# Cannot Read Release Notes



## Barry L. (4 mo ago)

Hi all. I own a Model S P85D. I am new to this site. I recently upgraded to the second gen infotainment system (Atom processor) and can no longer read the release notes on the software page. All I see is a blank white page. Is there a fix for this and is it indicative of a larger problem with the infotainment upgrade? I have done both a soft reset and complete power cycle, without any luck. Thanks


----------



## Bigriver (Jan 26, 2018)

@Barry L., there is nothing about MCU2 that should prevent you from being able to read software release notes. Is there anything else that can’t load? Can it do the web browser? How about navigation - does it plan a route in a fraction of a minute?


----------



## Ed Woodrick (May 26, 2018)

I'm going to take a wild guess that you may not be clicking on a chapter to show. It's a little off of an interface.


----------



## Barry L. (4 mo ago)

The browser is slow but is running on the new MCU-2. I don't notice much more speed with the new processor, which is disappointing. Navigation speed is also about the same. As mentioned, it also does not include the colorizer with the newest update, which Tesla has confirmed is unavailable. So far, I am unimpressed with the MCU-2 and wish I had not spent the $1500 for it.


----------



## Bigriver (Jan 26, 2018)

Barry L. said:


> So far, I am unimpressed with the MCU-2 and wish I had not spent the $1500 for it.

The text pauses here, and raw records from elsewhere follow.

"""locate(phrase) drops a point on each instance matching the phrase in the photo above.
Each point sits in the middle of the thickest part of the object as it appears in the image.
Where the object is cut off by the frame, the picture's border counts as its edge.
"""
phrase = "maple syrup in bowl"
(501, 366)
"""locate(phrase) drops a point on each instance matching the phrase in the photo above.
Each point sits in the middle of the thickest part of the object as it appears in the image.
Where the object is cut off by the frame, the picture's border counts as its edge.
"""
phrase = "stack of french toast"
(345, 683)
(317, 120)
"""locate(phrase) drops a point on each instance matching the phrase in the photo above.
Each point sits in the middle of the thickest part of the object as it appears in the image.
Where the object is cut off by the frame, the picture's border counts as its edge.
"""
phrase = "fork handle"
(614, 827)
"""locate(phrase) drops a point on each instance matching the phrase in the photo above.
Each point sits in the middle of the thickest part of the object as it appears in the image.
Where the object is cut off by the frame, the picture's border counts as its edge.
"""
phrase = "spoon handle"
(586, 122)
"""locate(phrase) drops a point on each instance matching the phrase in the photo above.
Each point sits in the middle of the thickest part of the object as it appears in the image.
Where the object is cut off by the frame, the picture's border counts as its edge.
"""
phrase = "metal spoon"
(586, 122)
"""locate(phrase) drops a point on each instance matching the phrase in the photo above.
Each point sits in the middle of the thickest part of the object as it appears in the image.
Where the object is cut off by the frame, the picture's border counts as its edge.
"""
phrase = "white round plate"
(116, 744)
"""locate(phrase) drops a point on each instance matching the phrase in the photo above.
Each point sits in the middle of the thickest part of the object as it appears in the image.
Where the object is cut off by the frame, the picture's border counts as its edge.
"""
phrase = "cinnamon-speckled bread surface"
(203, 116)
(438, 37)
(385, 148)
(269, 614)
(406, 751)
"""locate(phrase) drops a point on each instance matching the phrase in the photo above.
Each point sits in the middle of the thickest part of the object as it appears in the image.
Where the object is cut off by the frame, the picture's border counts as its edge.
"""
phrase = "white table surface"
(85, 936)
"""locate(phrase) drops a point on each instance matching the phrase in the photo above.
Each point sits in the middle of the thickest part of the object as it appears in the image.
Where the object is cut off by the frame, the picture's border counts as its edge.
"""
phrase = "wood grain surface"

I’m sorry to hear that. For my late 2017 MX with AP2.5 it made things like a new car, as most things were so slow or even unusable on MCU1. My car build is pretty much the same as when MCU2 became standard in April 2018 so maybe that made it an easier drop in for functionality. If you have things not working at all, I would definitely go back to the Service Center. There have been situations where something didn’t get hooked up right during the installation.


----------